Do you go to the doctor when you feel “ell”?
On your desk, is there an “en-box”?
No? Know why? Because those words start with the letter “I”.
As does Illkinois.
Sincerely,
MBG, whose heard Ellinois one too many times today
Do you go to the doctor when you feel “ell”?
On your desk, is there an “en-box”?
No? Know why? Because those words start with the letter “I”.
As does Illkinois.
Sincerely,
MBG, whose heard Ellinois one too many times today
Yeah, and it doesn’t end in an “S!” As I’ve heard around here a number of times in my life.
Pfft, if the spelling mattered you wouldn’t have an ‘s’ at the end.
ETA: Curse my fellow Maple Leaf fanatic. :shakes fist:
E know, et’s a pain. Maybe you should move to Eowa.
But the real question is, is there a “k” in Illkinois?
Well, it’s not spelled with a “k” either. (Or did you do that as a joke?)
Hmm…I tried editing to acknowledge Duke beating me to the punch, but I’ll just clarify that my remark was intended for the OP, although it could be read as a reply to Duke’s post.
The “k” is silent.
Except downstate, and they say everything funny down there, so they don’t count.
Examples:
Vienna, IL Pronounced locally as “vy-ana”
Cairo, IL Pronounced like the syrup - “kay-ro”
That big fault line down there? You know the New Madrid Fault Line? Pronounced with the accent on the first syllable. New MADrid.
That’s how it’s pronounced in New Mexeco as well. Damn foreigners.
But is it pronounced ILL-inois or EYE-llinois?
ILL. Just like the first vowel sound in the word “Italian”, and I will smack the next person I hear calling someone “an EYE-talian” or talking about “EYE-talian dressing.”
And Wisconsin is not pronounced Wesconsin, dammit, you know-nothing FIBers!
I’m a Cheesehead expatriate, moved south of the Cheese Curtain to live with the Illinoisian that I love. Imagine my annoyance at getting ragged on for how I pronounce the “o” in “Wisconsin” and hearing that other, wrong! pronunciation as “Wesconsin” when they do it. :smack:
Gotcha.
Now I need to go do some research for my trip to EYE-taly.
headdesk
Ah, come to Kentucky, where you can visit Louisville (LOU-a-vull), Versailles (Ver-SALES), Garrard (GARE-uhd) County, McCreary (Muh-Queery) County, and Cadiz (KAY-dees).

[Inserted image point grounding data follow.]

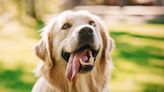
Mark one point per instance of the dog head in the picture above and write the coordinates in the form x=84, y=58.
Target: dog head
x=75, y=41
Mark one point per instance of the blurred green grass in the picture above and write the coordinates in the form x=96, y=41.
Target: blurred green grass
x=138, y=58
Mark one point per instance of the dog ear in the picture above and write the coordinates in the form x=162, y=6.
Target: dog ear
x=44, y=48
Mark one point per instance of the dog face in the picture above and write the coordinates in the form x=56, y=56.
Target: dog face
x=75, y=41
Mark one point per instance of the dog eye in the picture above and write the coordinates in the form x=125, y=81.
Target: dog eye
x=66, y=26
x=92, y=23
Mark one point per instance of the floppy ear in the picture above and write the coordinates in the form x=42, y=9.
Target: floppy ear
x=44, y=48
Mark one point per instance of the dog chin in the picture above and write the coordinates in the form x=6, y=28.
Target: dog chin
x=80, y=61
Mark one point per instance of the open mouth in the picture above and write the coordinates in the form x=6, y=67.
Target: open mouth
x=81, y=60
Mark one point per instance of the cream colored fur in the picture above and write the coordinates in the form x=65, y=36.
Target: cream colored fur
x=53, y=67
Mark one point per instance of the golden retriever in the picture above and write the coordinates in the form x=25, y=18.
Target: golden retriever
x=75, y=49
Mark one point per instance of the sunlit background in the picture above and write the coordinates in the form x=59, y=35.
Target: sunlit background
x=137, y=27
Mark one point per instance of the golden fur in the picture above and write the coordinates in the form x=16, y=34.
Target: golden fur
x=53, y=67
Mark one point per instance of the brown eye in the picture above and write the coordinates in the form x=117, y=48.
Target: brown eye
x=92, y=23
x=66, y=26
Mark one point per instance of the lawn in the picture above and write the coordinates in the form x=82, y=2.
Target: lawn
x=138, y=57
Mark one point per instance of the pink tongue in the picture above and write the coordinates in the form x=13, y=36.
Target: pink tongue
x=74, y=64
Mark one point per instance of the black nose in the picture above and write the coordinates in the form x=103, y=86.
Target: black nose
x=86, y=31
x=86, y=36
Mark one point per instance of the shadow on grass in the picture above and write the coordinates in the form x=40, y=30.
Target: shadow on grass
x=157, y=20
x=11, y=79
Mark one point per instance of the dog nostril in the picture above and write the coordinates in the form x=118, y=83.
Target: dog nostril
x=86, y=31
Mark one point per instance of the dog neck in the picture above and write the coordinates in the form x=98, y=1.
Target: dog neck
x=93, y=81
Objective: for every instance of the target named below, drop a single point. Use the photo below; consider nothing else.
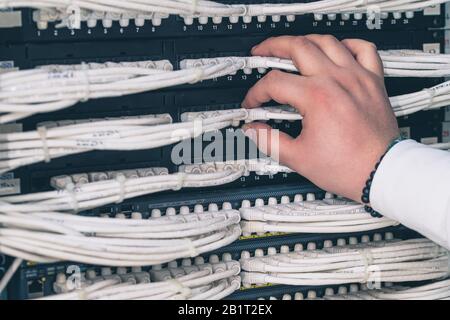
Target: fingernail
(250, 133)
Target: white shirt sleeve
(412, 186)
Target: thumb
(272, 142)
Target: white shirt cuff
(412, 186)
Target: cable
(96, 194)
(439, 290)
(389, 261)
(397, 63)
(51, 88)
(186, 9)
(55, 87)
(118, 242)
(10, 273)
(202, 280)
(329, 215)
(52, 141)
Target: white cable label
(10, 19)
(9, 185)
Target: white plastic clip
(244, 11)
(120, 179)
(194, 7)
(197, 127)
(192, 249)
(431, 95)
(87, 85)
(181, 178)
(367, 259)
(199, 74)
(70, 189)
(184, 291)
(82, 294)
(42, 131)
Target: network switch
(259, 210)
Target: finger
(334, 49)
(282, 87)
(272, 142)
(366, 54)
(306, 56)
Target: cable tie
(87, 84)
(184, 291)
(70, 189)
(181, 179)
(431, 95)
(199, 74)
(245, 11)
(194, 7)
(82, 294)
(198, 127)
(367, 259)
(448, 264)
(192, 249)
(120, 179)
(42, 131)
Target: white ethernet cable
(439, 290)
(383, 261)
(329, 215)
(55, 87)
(201, 280)
(53, 140)
(50, 88)
(441, 146)
(397, 63)
(96, 194)
(52, 236)
(189, 9)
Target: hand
(348, 120)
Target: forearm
(412, 186)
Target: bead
(366, 191)
(365, 199)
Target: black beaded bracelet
(365, 198)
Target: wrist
(365, 194)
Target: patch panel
(28, 41)
(37, 26)
(36, 280)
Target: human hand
(348, 121)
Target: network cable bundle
(100, 199)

BRB, writing a letter to every linguist on the face of the planet to let them know that they’re 100% wrong about how language works, because some random guy on a message board told me that spelling determines pronunciation and the only valid dialect is the one he speaks.
This may take a while.
I get your point that spelling and pronunciation are very subjective and accents vary, but isn’t there some room for standard pronunciation?
For example, I’m pretty sure you would pronounce your username as: “shawt frum guhns”, not “shot froom goons”, just as I would. Somehow, we’ve come to a decision that the word “guns” has a standard pronunciation, and others are deviations from the standard.
Couldn’t that be what the OP is trying to say?
Kansas and Arkansas can’t even agree on how the common parts of their state names are pronounced, and Connecticut has an extra C in the middle that no one seems to be aware of. And while we’re at it, where’s that S sound at the end of Illinois? It should be ill-in-oh-iss. So you’re pronouncing it wrong too. Don’t be complaining about how people pronounce the front part when you don’t pronounce all of the letters in the back part.
(for the record I do pronounce it ill- and not ell-).
Bah, at least the state is sort of holding to that small part of the French pronunciation. They’ve mangled places like DuPage and Desplaines into Americanized pronunciations, though at least logically done.
And don’t try to use the French pronunciation of Armitage Avenue in Chicago. Saying “Ar-mih-tahzhe” will get you pegged as not from around here - it’s “Ar-mih-tidge.”